Unable to capture Abraham Clark, another signatory, the British took their wrath out on his two sons, who were imprisoned on the notorious prison ship Jersey. “Word was sent to Clark that his boys would be freed if he would disown the revolutionary cause and praise the British Crown. At his refusal, his sons were singled out for cruel treatment. One was placed in a tiny cell and given no food. Fellow prisoners kept him alive by laboriously pushing tiny bits of food through a keyhole. Both sons somehow survived their ordeal.”
The British had a particular zeal for destroying the homes and property of the signers. Those suffering this fate included Benjamin Harrison, George Clymer, Dr. John Witherspoon, Philip Livingston, William Hooper and William Floyd. The sacrifices of John Hart and Francis Lewis are particularly noteworthy. “While his wife lay gravely ill, Redcoats destroyed Hart’s growing crops and ripped his many grist mills to pieces. Bent on taking him, they chased him for several days. They almost nabbed him in a wooded area, but he hid in a cave. When he returned home with his health broken, he found his wife dead and their 13 children scattered.”
The story of Francis Lewis was equally tragic. “When the British plundered and burned his home at Whitestone on Long Island, they took his wife prisoner. She was thrown into a foul barracks and treated cruelly. For several months she had to sleep on the floor and was given no change of clothing. George Washington was able eventually to arrange for her exchange for two wives of British officers the Continental Army was holding prisoner. Her health was so undermined that she died two years later.”
Thomas Nelson Jr., another signatory, made one of the most unusual sacrifices of the war. At Yorktown the British had selected his residence as headquarters.

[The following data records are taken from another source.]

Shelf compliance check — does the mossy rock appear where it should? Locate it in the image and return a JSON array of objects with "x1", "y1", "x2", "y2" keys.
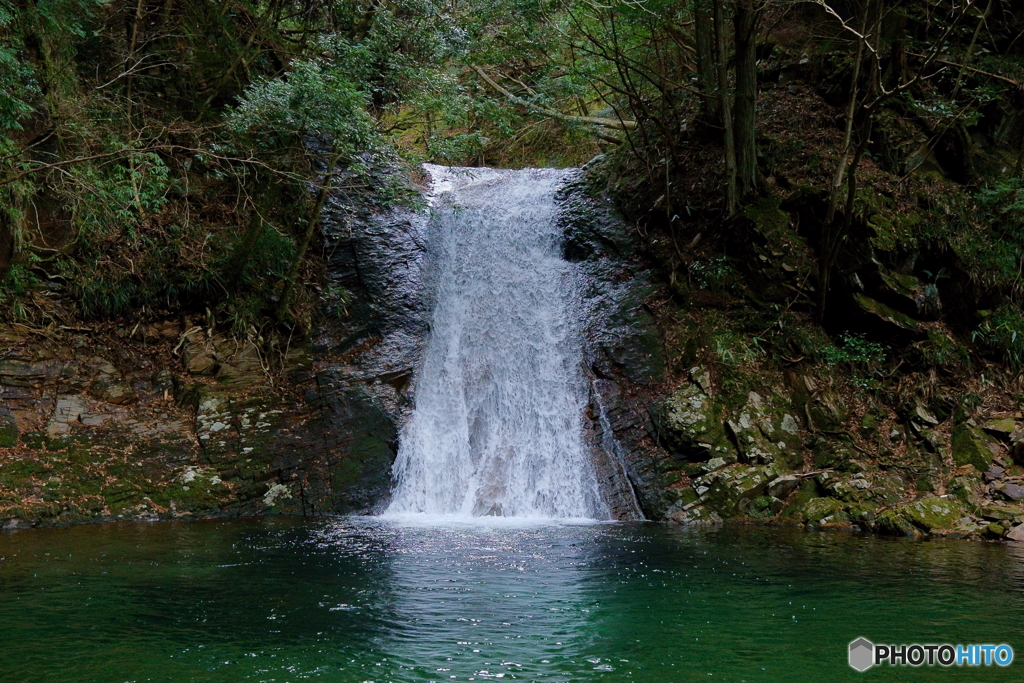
[
  {"x1": 670, "y1": 505, "x2": 722, "y2": 526},
  {"x1": 948, "y1": 471, "x2": 983, "y2": 510},
  {"x1": 650, "y1": 374, "x2": 736, "y2": 464},
  {"x1": 952, "y1": 424, "x2": 994, "y2": 472},
  {"x1": 854, "y1": 294, "x2": 921, "y2": 333},
  {"x1": 878, "y1": 496, "x2": 967, "y2": 536},
  {"x1": 904, "y1": 496, "x2": 967, "y2": 531},
  {"x1": 0, "y1": 408, "x2": 17, "y2": 449},
  {"x1": 726, "y1": 391, "x2": 803, "y2": 469},
  {"x1": 811, "y1": 437, "x2": 863, "y2": 473},
  {"x1": 802, "y1": 498, "x2": 849, "y2": 524},
  {"x1": 693, "y1": 464, "x2": 776, "y2": 517}
]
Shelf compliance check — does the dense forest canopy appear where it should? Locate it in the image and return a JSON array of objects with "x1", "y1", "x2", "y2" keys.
[{"x1": 6, "y1": 0, "x2": 1024, "y2": 374}]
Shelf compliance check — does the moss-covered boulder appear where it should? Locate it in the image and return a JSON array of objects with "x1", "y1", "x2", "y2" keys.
[
  {"x1": 693, "y1": 463, "x2": 776, "y2": 517},
  {"x1": 817, "y1": 470, "x2": 907, "y2": 508},
  {"x1": 802, "y1": 498, "x2": 849, "y2": 524},
  {"x1": 0, "y1": 408, "x2": 17, "y2": 449},
  {"x1": 951, "y1": 424, "x2": 997, "y2": 472},
  {"x1": 670, "y1": 505, "x2": 722, "y2": 526},
  {"x1": 877, "y1": 496, "x2": 967, "y2": 536},
  {"x1": 726, "y1": 391, "x2": 803, "y2": 469},
  {"x1": 650, "y1": 369, "x2": 736, "y2": 465}
]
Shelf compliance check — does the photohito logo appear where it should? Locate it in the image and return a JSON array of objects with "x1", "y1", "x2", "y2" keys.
[{"x1": 850, "y1": 638, "x2": 1014, "y2": 671}]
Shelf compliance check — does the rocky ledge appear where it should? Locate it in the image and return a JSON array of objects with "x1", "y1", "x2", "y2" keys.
[{"x1": 0, "y1": 169, "x2": 425, "y2": 528}]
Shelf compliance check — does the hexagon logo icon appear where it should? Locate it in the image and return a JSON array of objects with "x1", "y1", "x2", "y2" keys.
[{"x1": 850, "y1": 638, "x2": 874, "y2": 672}]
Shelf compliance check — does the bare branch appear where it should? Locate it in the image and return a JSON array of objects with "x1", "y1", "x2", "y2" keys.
[{"x1": 471, "y1": 65, "x2": 637, "y2": 130}]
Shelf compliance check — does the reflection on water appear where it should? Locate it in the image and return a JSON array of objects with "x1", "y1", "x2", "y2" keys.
[{"x1": 0, "y1": 518, "x2": 1024, "y2": 683}]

Washington, reluctant to destroy his compatriots beautiful home, was directed to do so by Nelson himself.
Probably John Quincy Adams, a son of one of the 55 patriots making the above pledge and later a president of the United States, said it best. “Posterity — You will never know how much it has cost my generation to preserve your freedom. I hope you will make good use of it.” Let us never forget that liberty is not free. It was purchased and maintained by the blood of those before us.
Today many believe that the biggest enemy to our liberty is from within. Certainly we have let the Constitution dwindle in its ability to protect us from federal overreach. If the cause of the American Revolution was excessive government, as historians say, and school children once memorized all the offending new rules and regulations documenting such, what can we say today when the rules are multiplied by perhaps a thousand? For most of us it is hard to argue that we are more free than they under British tyranny when our government tells us with whom we must share a bathroom or shower.
Let this be a warning to those who would take freedom from us now. We too are standing “with a firm reliance on the protection of Divine Providence,” mutually pledging “to each other our Lives, our Fortunes, and our sacred Honor.”